Ahora el Tribunal General de la Unión Europea (TGUE) desestima los argumentos de la AP de Bilbao, aunque esta resolución puede ser objeto de recurso. Así pues, en su dictamen, el TGUE determinó que la exención fiscal de Bizkaia puede procurar una ventaja al puerto de Bilbao y consideró que no ha logrado demostrar que la exención fiscal de la que se beneficia no sea una medida selectiva. En su sentencia, confirmó que la Comisión consideró «acertadamente» que las autoridades portuarias españolas operaban en mercados en los que existía competencia.

Cuestión de Competencia

Por tanto, según la Corte, la exención fiscal confiere una ventaja a las autoridades portuarias vascas frente a sus competidores, en la medida en que pueden mejorar su posición competitiva en esos diferentes mercados. Dado que los puertos españoles participan en los intercambios intracomunitarios, la exención fiscal puede afectar a los intercambios comerciales entre Estados miembros, argumentó esta corte de primera instancia con sede en Luxemburgo.

El Tribunal General de la Unión Europea recordó que las ayudas que tienen el objetivo de liberar a una empresa de los costes propios de su gestión corriente o de sus actividades normales, con los que normalmente debería haber cargado, falsean, en principio, las condiciones de competencia. El caso se remonta a julio de 2013, cuando los servicios de la Comisión enviaron un cuestionario a los Estados miembros con el fin de obtener una visión general del funcionamiento de los puertos y de los regímenes del impuesto sobre sociedades que les eran aplicables.

En un dictamen preliminar, Bruselas informó a las autoridades españolas de que las exenciones fiscales parecían constituir una ayuda estatal incompatible con el mercado interior. Desde nuestro país se remitieron sus observaciones y propusieron suprimir las medidas existentes y sustituirlas por una deducción fiscal de un importe equivalente a las cantidades invertidas en las infraestructuras portuarias. Pero, el 8 de enero de 2019, la Comisión adoptó una Decisión en la que concluyó que “las exenciones fiscales eran ayudas existentes de Estado incompatibles con el mercado interior”.

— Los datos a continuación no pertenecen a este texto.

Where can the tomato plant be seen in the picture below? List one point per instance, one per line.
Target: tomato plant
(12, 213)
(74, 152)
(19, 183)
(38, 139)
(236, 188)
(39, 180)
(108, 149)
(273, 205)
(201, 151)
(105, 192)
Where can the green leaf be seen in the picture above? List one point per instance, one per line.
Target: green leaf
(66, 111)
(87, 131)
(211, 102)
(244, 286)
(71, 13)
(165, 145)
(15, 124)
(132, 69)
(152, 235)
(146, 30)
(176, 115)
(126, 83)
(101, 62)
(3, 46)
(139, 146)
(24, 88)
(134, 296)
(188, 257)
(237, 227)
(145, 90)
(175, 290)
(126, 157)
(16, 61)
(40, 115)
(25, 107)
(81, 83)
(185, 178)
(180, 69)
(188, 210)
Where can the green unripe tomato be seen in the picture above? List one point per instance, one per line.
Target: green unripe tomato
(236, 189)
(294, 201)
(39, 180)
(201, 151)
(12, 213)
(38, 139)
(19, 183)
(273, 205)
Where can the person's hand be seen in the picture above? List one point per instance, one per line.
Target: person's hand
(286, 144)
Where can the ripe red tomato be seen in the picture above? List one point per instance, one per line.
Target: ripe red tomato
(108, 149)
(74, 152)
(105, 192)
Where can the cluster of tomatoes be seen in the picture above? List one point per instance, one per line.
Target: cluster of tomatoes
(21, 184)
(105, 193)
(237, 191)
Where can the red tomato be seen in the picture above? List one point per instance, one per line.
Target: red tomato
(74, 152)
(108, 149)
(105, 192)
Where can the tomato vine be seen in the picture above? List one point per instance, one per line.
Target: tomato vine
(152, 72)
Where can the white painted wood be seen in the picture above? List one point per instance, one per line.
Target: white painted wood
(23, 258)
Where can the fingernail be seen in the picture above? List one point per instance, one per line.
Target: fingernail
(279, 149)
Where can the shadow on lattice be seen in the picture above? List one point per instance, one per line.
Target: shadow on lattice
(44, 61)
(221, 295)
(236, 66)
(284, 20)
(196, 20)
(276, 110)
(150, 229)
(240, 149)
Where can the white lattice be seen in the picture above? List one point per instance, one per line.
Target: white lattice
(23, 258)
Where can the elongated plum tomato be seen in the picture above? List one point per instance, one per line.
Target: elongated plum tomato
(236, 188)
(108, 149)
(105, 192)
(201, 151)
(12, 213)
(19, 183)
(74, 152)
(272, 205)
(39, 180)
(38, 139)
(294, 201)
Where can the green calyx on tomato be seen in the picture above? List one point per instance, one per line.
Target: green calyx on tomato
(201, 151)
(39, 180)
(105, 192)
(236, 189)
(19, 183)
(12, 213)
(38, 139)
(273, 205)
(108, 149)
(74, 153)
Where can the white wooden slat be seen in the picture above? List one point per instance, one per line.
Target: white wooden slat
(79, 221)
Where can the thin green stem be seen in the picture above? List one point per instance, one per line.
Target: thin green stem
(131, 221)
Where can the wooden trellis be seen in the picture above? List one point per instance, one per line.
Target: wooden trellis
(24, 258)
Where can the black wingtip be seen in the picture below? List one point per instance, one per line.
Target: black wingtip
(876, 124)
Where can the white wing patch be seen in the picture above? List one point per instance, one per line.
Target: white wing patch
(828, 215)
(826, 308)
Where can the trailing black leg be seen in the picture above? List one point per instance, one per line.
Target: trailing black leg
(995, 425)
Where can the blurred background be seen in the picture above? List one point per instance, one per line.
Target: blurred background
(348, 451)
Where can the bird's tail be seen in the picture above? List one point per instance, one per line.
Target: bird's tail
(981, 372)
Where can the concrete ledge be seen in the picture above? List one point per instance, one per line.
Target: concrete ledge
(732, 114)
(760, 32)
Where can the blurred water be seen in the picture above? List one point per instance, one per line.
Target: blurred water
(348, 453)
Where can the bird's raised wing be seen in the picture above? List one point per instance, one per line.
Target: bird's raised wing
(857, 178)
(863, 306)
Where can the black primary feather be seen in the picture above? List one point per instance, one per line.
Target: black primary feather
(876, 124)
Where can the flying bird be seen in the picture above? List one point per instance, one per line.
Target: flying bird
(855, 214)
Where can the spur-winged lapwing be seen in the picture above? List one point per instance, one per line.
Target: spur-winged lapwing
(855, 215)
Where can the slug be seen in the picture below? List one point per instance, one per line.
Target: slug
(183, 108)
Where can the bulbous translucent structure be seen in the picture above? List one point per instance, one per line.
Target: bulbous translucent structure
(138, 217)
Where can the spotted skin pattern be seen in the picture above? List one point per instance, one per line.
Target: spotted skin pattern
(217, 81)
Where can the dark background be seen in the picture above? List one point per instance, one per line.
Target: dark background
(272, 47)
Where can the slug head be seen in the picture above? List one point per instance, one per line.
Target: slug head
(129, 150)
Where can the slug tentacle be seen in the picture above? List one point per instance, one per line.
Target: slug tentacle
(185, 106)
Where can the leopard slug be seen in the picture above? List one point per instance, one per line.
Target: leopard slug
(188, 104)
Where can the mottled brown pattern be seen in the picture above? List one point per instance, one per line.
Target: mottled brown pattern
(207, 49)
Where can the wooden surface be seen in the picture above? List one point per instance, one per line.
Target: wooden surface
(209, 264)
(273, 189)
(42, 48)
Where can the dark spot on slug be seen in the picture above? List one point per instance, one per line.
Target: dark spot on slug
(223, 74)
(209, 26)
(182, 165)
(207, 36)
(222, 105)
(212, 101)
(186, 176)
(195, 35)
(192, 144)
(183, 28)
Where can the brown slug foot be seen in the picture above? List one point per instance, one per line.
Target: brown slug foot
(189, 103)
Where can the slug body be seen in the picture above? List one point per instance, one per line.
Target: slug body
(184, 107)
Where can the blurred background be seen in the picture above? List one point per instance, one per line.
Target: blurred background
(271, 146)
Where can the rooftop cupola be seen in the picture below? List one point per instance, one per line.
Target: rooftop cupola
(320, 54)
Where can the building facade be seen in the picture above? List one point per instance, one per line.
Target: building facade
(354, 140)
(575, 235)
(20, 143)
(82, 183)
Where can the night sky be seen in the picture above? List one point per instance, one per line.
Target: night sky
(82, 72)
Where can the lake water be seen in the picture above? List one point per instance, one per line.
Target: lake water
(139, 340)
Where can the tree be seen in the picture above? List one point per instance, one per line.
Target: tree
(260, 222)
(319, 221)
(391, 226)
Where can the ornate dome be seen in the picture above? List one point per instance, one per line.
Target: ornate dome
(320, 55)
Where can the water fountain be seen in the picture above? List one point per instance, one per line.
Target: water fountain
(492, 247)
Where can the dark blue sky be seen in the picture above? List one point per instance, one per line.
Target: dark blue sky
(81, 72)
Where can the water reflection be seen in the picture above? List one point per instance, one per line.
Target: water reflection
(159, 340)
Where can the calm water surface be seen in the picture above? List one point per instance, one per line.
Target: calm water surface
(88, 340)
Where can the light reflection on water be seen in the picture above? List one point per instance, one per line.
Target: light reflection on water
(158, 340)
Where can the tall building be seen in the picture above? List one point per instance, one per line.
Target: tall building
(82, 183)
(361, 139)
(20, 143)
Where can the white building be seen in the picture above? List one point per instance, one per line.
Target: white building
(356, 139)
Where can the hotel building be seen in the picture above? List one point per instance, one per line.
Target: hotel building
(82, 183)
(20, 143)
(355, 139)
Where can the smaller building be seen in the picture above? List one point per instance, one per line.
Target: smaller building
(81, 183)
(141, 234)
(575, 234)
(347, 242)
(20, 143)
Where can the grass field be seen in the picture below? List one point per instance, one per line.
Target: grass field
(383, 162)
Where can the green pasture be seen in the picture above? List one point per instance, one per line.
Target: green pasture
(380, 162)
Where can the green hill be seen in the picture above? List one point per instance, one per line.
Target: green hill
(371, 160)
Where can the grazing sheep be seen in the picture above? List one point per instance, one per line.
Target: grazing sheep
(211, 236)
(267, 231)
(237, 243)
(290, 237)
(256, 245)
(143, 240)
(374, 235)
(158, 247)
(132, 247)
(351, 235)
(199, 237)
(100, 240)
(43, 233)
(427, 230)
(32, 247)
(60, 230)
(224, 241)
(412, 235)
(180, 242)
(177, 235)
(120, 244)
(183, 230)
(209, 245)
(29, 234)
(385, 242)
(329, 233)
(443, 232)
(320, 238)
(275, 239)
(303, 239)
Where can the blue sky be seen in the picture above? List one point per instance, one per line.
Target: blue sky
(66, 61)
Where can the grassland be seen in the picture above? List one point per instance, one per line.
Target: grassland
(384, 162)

Así, propuso a las autoridades españolas que suprimieran las exenciones fiscales totales o parciales del impuesto sobre sociedades, algo que España aceptó incondicionalmente en octubre del mismo año 2019. No obstante, la Autoridad Portuaria de Bilbao, en su demanda, solicitó ante el Tribunal General la anulación de todas las decisiones, alegando que la exención fiscal de Vizcaya no constituye una ventaja; que la Comisión no realizó un análisis completo de los datos disponibles; que su exención fiscal no falsea la competencia y no afecta a los intercambios comerciales entre Estados miembros; que tampoco es selectiva y que es compatible con el mercado interior.